Communication au Groupe de travail d'experts de la Commission africaine des droits de l'homme et des peuples sur les populations/communautés autochtones concernant les violations systématiques, omniprésentes et généralisées des droits des peuples autochtones en République démocratique du Congo, qui ont donné lieu à un risque de préjudice immédiat et irréparable. Soumise par :

Centre d’Accompagnement des Autochtones Pygmées et Minoritaires Vulnérables (CAMV) Association pour le Regroupement et l’Autopromotion des Pygmées (ARAP) Collectif pour les Peuples Autochtones au Kivu (CPAKI/RDC) Action pour la Promotion des Droits des Minorités Autochtones en Afrique Centrale (APDMAC) Solidarité pour les Initiatives des Peuples Autochtones (SIPA) Union pour l’Emancipation de la Femme Autochtones (UEFA) Forest Peoples Programme (FPP)

  1. Cette communication adressée au Groupe de travail de la Commission africaine sur les populations/communautés autochtones met en exergue les violations systématiques, persistantes et généralisées des droits des peuples autochtones en République démocratique du Congo. Le rapport d’ONG ci-joint et ses annexes fournissent des informations détaillées à l'appui de cette communication.
  2. La République démocratique du Congo (« RDC ») a ratifié la Charte africaine des Droits de l’homme(sic)[1] et des peuples (la « Charte ») le 20 juillet 1987. Elle a donc l’obligation de respecter et de garantir sans délai les droits qui y sont énoncés. Elle a dérogé à cette obligation en ce qui concerne les peuples autochtones Twa, qui continuent de subir chaque jour une discrimination raciale généralisée, massive et institutionnalisée en violation de leurs droits au titre des articles 2 et 3 de la Charte.

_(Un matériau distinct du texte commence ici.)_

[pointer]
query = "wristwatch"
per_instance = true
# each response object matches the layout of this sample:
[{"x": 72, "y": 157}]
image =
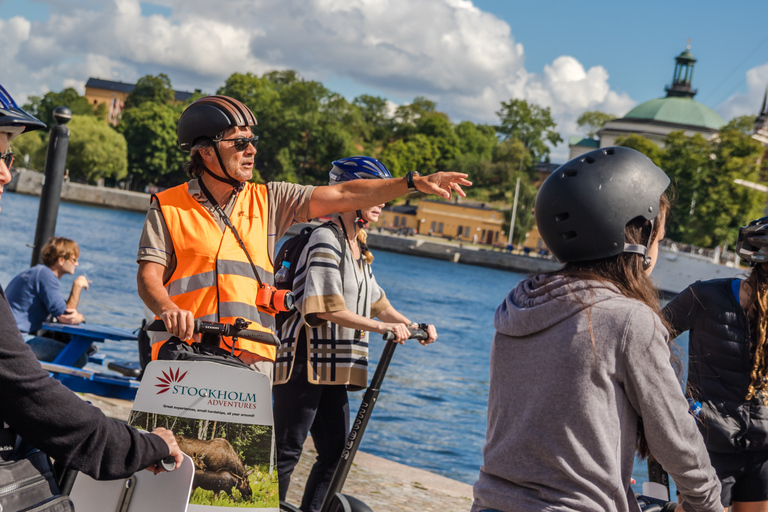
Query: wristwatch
[{"x": 409, "y": 181}]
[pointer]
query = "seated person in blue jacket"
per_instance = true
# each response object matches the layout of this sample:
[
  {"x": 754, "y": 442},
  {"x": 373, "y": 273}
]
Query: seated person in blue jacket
[{"x": 35, "y": 297}]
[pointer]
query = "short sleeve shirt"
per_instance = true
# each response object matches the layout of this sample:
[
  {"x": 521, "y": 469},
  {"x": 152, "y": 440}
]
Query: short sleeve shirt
[
  {"x": 288, "y": 204},
  {"x": 33, "y": 295}
]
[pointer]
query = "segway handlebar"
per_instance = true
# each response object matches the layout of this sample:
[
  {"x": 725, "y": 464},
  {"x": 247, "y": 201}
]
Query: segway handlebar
[
  {"x": 416, "y": 334},
  {"x": 236, "y": 330},
  {"x": 648, "y": 504}
]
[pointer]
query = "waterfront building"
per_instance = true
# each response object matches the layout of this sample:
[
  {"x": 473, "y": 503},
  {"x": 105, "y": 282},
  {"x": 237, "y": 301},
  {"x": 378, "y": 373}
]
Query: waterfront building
[
  {"x": 657, "y": 118},
  {"x": 114, "y": 94},
  {"x": 457, "y": 221}
]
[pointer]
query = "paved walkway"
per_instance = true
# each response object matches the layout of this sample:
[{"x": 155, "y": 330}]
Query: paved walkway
[{"x": 383, "y": 485}]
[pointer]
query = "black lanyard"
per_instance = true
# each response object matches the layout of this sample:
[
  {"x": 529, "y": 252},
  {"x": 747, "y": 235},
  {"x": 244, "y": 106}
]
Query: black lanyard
[{"x": 229, "y": 224}]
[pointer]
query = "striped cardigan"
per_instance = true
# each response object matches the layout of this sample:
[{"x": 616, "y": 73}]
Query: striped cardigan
[{"x": 337, "y": 355}]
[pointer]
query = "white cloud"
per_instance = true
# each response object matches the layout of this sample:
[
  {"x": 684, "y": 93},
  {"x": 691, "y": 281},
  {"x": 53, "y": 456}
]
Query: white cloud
[
  {"x": 748, "y": 103},
  {"x": 450, "y": 51}
]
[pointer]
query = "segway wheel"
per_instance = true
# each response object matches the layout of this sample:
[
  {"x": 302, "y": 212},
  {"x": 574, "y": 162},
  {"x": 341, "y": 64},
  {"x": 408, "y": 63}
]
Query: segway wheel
[
  {"x": 287, "y": 507},
  {"x": 347, "y": 503}
]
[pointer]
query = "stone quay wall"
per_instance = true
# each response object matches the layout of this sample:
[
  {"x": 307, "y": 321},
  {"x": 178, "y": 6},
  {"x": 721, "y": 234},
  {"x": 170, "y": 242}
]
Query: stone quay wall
[{"x": 31, "y": 183}]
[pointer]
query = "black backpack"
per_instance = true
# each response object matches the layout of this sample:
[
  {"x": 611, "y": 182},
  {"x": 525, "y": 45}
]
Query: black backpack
[{"x": 291, "y": 251}]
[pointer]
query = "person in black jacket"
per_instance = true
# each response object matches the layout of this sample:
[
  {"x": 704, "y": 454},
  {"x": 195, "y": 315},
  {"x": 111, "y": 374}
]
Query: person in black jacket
[
  {"x": 728, "y": 370},
  {"x": 43, "y": 411}
]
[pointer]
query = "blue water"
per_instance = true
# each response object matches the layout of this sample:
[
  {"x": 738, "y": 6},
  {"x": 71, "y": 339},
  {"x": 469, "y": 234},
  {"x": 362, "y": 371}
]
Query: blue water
[{"x": 431, "y": 413}]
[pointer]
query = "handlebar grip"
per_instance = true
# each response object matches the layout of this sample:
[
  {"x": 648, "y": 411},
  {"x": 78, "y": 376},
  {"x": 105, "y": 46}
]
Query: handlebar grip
[
  {"x": 416, "y": 334},
  {"x": 168, "y": 463},
  {"x": 155, "y": 326},
  {"x": 264, "y": 337}
]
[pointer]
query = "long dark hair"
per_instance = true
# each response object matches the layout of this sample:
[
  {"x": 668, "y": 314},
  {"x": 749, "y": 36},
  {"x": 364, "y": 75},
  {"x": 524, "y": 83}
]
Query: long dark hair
[
  {"x": 757, "y": 312},
  {"x": 627, "y": 273}
]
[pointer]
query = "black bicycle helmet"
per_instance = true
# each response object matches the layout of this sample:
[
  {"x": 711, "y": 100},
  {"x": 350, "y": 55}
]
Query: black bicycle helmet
[
  {"x": 752, "y": 245},
  {"x": 14, "y": 120},
  {"x": 207, "y": 118},
  {"x": 582, "y": 209}
]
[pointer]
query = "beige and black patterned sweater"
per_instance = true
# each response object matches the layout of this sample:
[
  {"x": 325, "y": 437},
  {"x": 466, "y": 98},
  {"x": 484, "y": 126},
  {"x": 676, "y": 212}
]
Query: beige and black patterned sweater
[{"x": 337, "y": 355}]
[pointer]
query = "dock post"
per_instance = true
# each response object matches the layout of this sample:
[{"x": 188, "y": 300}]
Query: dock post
[{"x": 55, "y": 161}]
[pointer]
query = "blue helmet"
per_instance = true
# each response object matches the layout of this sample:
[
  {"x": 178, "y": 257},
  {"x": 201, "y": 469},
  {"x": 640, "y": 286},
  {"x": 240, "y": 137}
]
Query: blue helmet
[
  {"x": 357, "y": 167},
  {"x": 13, "y": 119}
]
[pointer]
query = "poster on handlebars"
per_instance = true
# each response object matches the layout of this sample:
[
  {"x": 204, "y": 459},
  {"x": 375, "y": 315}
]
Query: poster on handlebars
[{"x": 222, "y": 418}]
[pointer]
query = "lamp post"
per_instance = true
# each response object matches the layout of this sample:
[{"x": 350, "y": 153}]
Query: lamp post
[{"x": 55, "y": 160}]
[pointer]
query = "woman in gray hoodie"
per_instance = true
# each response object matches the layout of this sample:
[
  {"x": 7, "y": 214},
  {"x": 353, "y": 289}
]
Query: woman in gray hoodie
[{"x": 581, "y": 378}]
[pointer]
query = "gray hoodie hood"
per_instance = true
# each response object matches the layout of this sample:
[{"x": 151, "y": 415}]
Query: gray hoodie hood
[{"x": 542, "y": 301}]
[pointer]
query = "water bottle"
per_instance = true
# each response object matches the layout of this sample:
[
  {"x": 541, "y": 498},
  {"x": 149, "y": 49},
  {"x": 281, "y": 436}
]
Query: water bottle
[
  {"x": 281, "y": 276},
  {"x": 695, "y": 407}
]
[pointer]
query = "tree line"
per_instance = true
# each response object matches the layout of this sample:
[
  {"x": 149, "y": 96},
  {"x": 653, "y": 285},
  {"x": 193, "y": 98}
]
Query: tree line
[{"x": 303, "y": 127}]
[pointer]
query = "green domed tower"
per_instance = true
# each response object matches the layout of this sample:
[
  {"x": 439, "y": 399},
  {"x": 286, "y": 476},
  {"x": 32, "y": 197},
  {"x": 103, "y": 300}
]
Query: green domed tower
[{"x": 656, "y": 118}]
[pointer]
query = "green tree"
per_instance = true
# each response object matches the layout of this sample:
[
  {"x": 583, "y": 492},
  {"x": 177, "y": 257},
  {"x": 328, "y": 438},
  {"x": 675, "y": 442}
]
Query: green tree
[
  {"x": 95, "y": 151},
  {"x": 154, "y": 89},
  {"x": 593, "y": 121},
  {"x": 709, "y": 204},
  {"x": 155, "y": 157},
  {"x": 644, "y": 145},
  {"x": 376, "y": 123},
  {"x": 530, "y": 124},
  {"x": 43, "y": 107}
]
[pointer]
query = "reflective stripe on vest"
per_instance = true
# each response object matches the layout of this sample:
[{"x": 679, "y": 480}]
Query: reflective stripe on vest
[{"x": 213, "y": 278}]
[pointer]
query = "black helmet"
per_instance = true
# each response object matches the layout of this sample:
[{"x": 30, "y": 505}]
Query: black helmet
[
  {"x": 209, "y": 116},
  {"x": 752, "y": 245},
  {"x": 582, "y": 209},
  {"x": 13, "y": 119}
]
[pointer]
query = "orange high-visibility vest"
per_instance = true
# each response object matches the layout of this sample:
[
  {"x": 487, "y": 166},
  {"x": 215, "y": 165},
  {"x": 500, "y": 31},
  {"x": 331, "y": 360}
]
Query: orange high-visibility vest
[{"x": 213, "y": 278}]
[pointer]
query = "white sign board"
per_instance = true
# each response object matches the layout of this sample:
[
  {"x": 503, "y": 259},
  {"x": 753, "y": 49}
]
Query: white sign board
[{"x": 222, "y": 418}]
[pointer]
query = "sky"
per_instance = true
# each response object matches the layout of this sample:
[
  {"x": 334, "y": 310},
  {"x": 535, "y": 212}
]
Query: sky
[{"x": 466, "y": 55}]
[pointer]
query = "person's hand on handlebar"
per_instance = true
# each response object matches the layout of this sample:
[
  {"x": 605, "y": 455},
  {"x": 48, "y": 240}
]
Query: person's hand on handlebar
[
  {"x": 432, "y": 335},
  {"x": 400, "y": 330},
  {"x": 179, "y": 322},
  {"x": 173, "y": 448}
]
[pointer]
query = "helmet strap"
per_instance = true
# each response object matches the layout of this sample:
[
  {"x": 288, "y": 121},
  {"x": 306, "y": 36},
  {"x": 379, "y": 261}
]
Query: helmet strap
[
  {"x": 229, "y": 180},
  {"x": 642, "y": 250}
]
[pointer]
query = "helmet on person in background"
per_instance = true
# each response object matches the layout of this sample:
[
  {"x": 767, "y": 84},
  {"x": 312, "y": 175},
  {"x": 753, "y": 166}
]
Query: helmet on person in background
[
  {"x": 13, "y": 120},
  {"x": 206, "y": 119},
  {"x": 357, "y": 167},
  {"x": 583, "y": 208},
  {"x": 752, "y": 245}
]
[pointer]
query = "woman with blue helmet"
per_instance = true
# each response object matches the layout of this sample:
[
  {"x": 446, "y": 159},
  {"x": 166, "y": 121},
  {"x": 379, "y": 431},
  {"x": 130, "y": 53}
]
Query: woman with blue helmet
[{"x": 336, "y": 303}]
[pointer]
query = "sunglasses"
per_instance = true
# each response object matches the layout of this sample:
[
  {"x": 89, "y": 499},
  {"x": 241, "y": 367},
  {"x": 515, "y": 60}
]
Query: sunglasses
[
  {"x": 241, "y": 143},
  {"x": 7, "y": 158}
]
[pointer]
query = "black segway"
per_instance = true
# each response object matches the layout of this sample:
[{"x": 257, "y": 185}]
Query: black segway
[{"x": 335, "y": 500}]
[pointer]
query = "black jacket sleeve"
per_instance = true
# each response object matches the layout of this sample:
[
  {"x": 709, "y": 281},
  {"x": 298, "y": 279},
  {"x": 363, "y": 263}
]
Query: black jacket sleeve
[
  {"x": 681, "y": 311},
  {"x": 53, "y": 419}
]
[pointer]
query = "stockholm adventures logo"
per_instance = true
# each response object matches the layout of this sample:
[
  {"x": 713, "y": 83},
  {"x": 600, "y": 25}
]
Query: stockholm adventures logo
[{"x": 169, "y": 379}]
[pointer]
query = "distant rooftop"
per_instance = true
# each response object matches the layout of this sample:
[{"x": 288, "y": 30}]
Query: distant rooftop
[
  {"x": 109, "y": 85},
  {"x": 578, "y": 140}
]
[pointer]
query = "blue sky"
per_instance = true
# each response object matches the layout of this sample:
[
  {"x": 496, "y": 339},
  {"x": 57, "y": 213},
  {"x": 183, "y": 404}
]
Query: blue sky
[{"x": 468, "y": 56}]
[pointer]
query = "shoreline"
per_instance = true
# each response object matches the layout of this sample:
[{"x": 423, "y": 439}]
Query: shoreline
[{"x": 384, "y": 485}]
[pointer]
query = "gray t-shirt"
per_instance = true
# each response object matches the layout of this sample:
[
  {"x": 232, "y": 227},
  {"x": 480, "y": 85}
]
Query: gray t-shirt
[{"x": 288, "y": 204}]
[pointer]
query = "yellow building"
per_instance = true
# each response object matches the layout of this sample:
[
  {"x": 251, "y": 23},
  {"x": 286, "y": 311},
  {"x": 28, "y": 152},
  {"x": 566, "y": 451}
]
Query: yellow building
[
  {"x": 114, "y": 94},
  {"x": 459, "y": 221}
]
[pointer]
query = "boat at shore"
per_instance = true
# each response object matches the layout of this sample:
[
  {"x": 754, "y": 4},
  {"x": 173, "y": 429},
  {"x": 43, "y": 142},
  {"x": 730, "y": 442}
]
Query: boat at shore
[{"x": 676, "y": 268}]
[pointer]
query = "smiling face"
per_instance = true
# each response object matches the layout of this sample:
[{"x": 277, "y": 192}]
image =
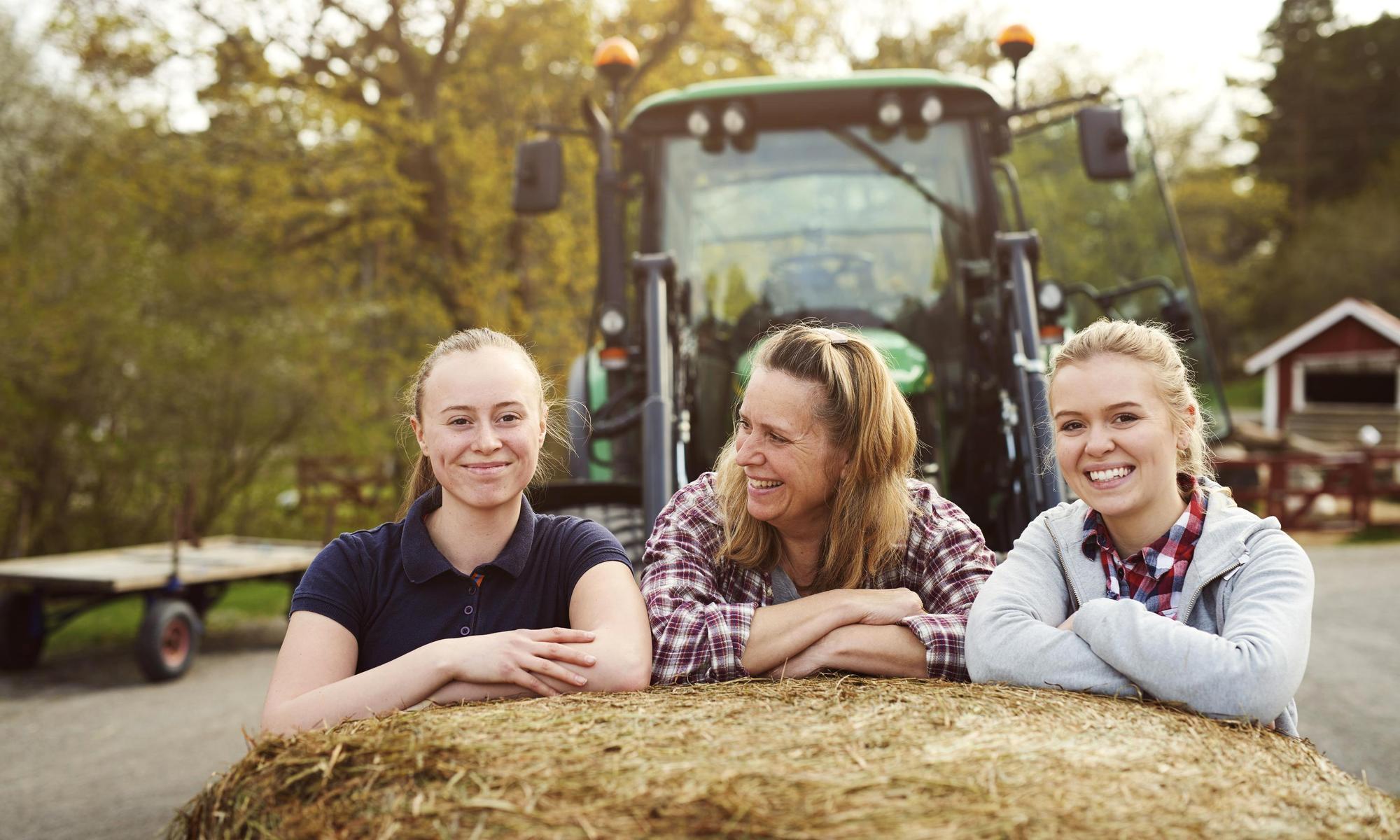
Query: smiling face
[
  {"x": 1116, "y": 440},
  {"x": 788, "y": 456},
  {"x": 481, "y": 425}
]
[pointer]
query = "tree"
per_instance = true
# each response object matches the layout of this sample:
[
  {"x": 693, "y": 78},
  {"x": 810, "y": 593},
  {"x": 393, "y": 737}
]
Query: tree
[{"x": 1335, "y": 100}]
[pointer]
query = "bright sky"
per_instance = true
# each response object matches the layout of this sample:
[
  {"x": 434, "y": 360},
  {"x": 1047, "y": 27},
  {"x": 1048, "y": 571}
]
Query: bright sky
[{"x": 1177, "y": 55}]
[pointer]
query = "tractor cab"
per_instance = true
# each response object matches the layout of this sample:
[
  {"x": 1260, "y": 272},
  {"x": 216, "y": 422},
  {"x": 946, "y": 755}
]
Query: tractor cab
[{"x": 894, "y": 202}]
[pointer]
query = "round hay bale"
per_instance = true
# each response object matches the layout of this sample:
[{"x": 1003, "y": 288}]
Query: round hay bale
[{"x": 820, "y": 758}]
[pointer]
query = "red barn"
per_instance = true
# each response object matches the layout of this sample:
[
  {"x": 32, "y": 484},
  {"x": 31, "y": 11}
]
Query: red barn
[{"x": 1335, "y": 374}]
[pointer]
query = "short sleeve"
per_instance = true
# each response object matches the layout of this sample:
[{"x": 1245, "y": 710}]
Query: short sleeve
[
  {"x": 332, "y": 587},
  {"x": 586, "y": 547}
]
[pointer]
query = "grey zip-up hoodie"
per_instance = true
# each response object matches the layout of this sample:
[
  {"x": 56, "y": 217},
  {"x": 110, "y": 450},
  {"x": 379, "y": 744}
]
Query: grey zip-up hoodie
[{"x": 1238, "y": 649}]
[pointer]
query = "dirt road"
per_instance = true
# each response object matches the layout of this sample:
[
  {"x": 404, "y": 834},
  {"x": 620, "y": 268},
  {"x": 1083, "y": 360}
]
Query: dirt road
[{"x": 89, "y": 750}]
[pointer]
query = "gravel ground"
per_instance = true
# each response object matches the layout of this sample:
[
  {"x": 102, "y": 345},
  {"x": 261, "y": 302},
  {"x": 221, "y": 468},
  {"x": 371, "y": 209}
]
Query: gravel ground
[{"x": 89, "y": 750}]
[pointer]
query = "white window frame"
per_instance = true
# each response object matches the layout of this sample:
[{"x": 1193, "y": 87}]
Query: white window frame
[{"x": 1359, "y": 362}]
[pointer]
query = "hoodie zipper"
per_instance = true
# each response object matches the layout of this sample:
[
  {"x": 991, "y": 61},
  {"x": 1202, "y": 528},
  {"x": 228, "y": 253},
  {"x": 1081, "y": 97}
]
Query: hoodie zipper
[
  {"x": 1065, "y": 569},
  {"x": 1196, "y": 596}
]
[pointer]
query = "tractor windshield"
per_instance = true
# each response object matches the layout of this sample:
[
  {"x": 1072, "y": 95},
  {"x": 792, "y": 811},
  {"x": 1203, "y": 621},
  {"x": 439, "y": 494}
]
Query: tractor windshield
[{"x": 835, "y": 223}]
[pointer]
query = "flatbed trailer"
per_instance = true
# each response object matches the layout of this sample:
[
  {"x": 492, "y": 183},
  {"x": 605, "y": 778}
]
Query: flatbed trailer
[{"x": 181, "y": 583}]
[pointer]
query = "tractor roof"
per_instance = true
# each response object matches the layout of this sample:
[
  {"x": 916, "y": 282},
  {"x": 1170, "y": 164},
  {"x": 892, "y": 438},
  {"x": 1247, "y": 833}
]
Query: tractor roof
[{"x": 774, "y": 86}]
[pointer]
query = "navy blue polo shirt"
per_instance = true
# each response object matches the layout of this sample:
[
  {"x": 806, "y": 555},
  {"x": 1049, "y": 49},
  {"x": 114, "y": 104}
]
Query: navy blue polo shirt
[{"x": 396, "y": 592}]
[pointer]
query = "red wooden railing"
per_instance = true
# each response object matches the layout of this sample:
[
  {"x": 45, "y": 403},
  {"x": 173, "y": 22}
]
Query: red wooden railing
[{"x": 1290, "y": 485}]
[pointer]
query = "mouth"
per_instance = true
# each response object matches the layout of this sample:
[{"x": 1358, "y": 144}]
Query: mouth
[
  {"x": 486, "y": 470},
  {"x": 1110, "y": 478}
]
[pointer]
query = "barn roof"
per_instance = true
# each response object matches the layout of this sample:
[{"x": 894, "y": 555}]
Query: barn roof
[{"x": 1364, "y": 312}]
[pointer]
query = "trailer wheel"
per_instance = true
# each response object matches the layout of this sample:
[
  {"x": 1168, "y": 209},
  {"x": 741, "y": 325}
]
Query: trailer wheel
[
  {"x": 169, "y": 639},
  {"x": 22, "y": 631},
  {"x": 622, "y": 519}
]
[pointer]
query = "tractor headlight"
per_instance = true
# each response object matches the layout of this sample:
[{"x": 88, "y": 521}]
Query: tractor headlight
[
  {"x": 736, "y": 120},
  {"x": 890, "y": 111},
  {"x": 1051, "y": 296},
  {"x": 932, "y": 110},
  {"x": 699, "y": 122},
  {"x": 612, "y": 323}
]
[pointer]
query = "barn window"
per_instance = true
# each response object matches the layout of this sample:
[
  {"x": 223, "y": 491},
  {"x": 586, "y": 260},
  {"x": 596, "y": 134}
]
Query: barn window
[{"x": 1370, "y": 388}]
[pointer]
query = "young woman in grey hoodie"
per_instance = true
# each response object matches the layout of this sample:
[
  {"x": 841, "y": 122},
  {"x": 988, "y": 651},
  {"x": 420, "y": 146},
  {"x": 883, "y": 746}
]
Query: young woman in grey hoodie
[{"x": 1154, "y": 583}]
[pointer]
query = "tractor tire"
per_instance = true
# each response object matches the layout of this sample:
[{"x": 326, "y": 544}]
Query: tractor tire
[
  {"x": 624, "y": 520},
  {"x": 169, "y": 639},
  {"x": 22, "y": 631}
]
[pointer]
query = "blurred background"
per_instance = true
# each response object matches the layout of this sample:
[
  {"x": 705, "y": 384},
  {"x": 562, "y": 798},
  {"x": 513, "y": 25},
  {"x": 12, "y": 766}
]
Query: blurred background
[
  {"x": 232, "y": 229},
  {"x": 229, "y": 230}
]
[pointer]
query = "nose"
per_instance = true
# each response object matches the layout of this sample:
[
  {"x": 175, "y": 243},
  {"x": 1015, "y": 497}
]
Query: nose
[
  {"x": 747, "y": 453},
  {"x": 486, "y": 440},
  {"x": 1101, "y": 442}
]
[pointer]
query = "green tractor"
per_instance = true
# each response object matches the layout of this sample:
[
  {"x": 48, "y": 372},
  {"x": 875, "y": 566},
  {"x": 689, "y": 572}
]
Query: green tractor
[{"x": 897, "y": 202}]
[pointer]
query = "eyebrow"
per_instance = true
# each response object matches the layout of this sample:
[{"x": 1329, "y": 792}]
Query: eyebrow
[
  {"x": 1114, "y": 408},
  {"x": 509, "y": 404},
  {"x": 778, "y": 429}
]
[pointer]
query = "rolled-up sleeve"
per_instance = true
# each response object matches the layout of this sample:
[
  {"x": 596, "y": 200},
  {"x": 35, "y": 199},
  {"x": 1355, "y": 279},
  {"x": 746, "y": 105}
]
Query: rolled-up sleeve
[
  {"x": 699, "y": 629},
  {"x": 947, "y": 564}
]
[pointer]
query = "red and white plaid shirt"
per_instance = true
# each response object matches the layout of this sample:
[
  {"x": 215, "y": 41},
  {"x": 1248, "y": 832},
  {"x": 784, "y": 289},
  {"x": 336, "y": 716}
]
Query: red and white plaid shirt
[
  {"x": 701, "y": 607},
  {"x": 1157, "y": 575}
]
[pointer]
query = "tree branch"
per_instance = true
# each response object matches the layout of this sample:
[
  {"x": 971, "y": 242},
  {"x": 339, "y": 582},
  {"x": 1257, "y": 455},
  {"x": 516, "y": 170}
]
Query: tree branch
[{"x": 663, "y": 47}]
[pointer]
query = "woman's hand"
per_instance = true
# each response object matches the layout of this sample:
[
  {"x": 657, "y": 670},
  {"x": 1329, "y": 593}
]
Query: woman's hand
[
  {"x": 520, "y": 657},
  {"x": 884, "y": 607},
  {"x": 804, "y": 664}
]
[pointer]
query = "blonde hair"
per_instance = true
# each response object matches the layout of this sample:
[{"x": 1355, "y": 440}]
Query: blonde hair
[
  {"x": 468, "y": 341},
  {"x": 1152, "y": 345},
  {"x": 869, "y": 419}
]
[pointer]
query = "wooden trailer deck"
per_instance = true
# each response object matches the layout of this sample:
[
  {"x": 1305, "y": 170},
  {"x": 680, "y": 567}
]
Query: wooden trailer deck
[
  {"x": 136, "y": 569},
  {"x": 41, "y": 594}
]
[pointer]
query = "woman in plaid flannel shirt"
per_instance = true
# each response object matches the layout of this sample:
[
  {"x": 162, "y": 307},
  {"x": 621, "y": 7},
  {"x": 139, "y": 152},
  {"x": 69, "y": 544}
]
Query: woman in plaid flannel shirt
[
  {"x": 810, "y": 547},
  {"x": 1154, "y": 583}
]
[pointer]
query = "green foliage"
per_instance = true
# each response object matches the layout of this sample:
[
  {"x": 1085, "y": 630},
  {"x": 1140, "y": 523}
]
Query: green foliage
[
  {"x": 1335, "y": 97},
  {"x": 188, "y": 316}
]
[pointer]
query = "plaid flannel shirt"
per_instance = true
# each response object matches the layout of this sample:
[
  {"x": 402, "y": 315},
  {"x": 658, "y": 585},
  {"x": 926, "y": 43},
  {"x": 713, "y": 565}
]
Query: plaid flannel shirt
[
  {"x": 1156, "y": 575},
  {"x": 701, "y": 608}
]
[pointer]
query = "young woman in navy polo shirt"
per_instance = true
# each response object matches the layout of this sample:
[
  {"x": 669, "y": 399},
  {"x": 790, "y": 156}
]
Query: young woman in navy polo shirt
[{"x": 471, "y": 594}]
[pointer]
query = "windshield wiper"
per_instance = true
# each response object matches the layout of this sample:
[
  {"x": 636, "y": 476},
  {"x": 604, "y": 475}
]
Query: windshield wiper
[{"x": 892, "y": 167}]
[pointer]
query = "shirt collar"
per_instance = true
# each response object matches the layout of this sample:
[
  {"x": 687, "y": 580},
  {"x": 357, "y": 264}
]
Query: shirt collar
[
  {"x": 1157, "y": 556},
  {"x": 424, "y": 561}
]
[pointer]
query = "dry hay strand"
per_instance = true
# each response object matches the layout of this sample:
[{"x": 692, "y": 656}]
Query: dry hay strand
[{"x": 822, "y": 758}]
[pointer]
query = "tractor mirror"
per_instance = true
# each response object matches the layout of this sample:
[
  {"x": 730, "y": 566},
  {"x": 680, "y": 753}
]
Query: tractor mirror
[
  {"x": 1104, "y": 145},
  {"x": 540, "y": 176}
]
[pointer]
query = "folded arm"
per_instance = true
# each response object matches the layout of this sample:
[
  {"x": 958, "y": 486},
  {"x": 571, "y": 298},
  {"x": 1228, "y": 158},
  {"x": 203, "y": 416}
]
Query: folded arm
[
  {"x": 314, "y": 681},
  {"x": 1252, "y": 668},
  {"x": 1013, "y": 635},
  {"x": 607, "y": 604}
]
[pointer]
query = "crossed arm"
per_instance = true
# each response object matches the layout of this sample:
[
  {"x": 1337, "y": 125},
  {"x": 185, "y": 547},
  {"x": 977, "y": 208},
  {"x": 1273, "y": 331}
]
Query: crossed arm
[
  {"x": 709, "y": 629},
  {"x": 608, "y": 649},
  {"x": 1018, "y": 634}
]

  3. En violation des articles 14, 20, 21, 22 et 24 de la Charte, les droits des peuples autochtones à leurs terres et ressources ne sont ni reconnus, ni respectés en RDC.  Ces droits ou d’autres droits ne sont pas énumérés dans la législation nationale ni garantis par celle-ci, il n’existe aucune voie de recours interne en cas de violations, et les garanties légales généralement applicables n’offrent pas une protection adéquate et efficace aux peuples autochtones.[2] Le code forestier de 2002, récemment mis en application, les lois régissant sa mise en œuvre, ainsi que le grand nombre de concessions forestières qui ont été octroyées conformément à celles-ci, et dont plusieurs causent ou risquent de causer des torts irréparables aux peuples autochtones, illustrent parfaitement ce mépris des droits des peuples autochtones. La législation viole également les articles 13 et 22 de la Charte en privant les peuples autochtones de leur droit à un libre consentement préalable et éclairé, à une participation politique et au développement.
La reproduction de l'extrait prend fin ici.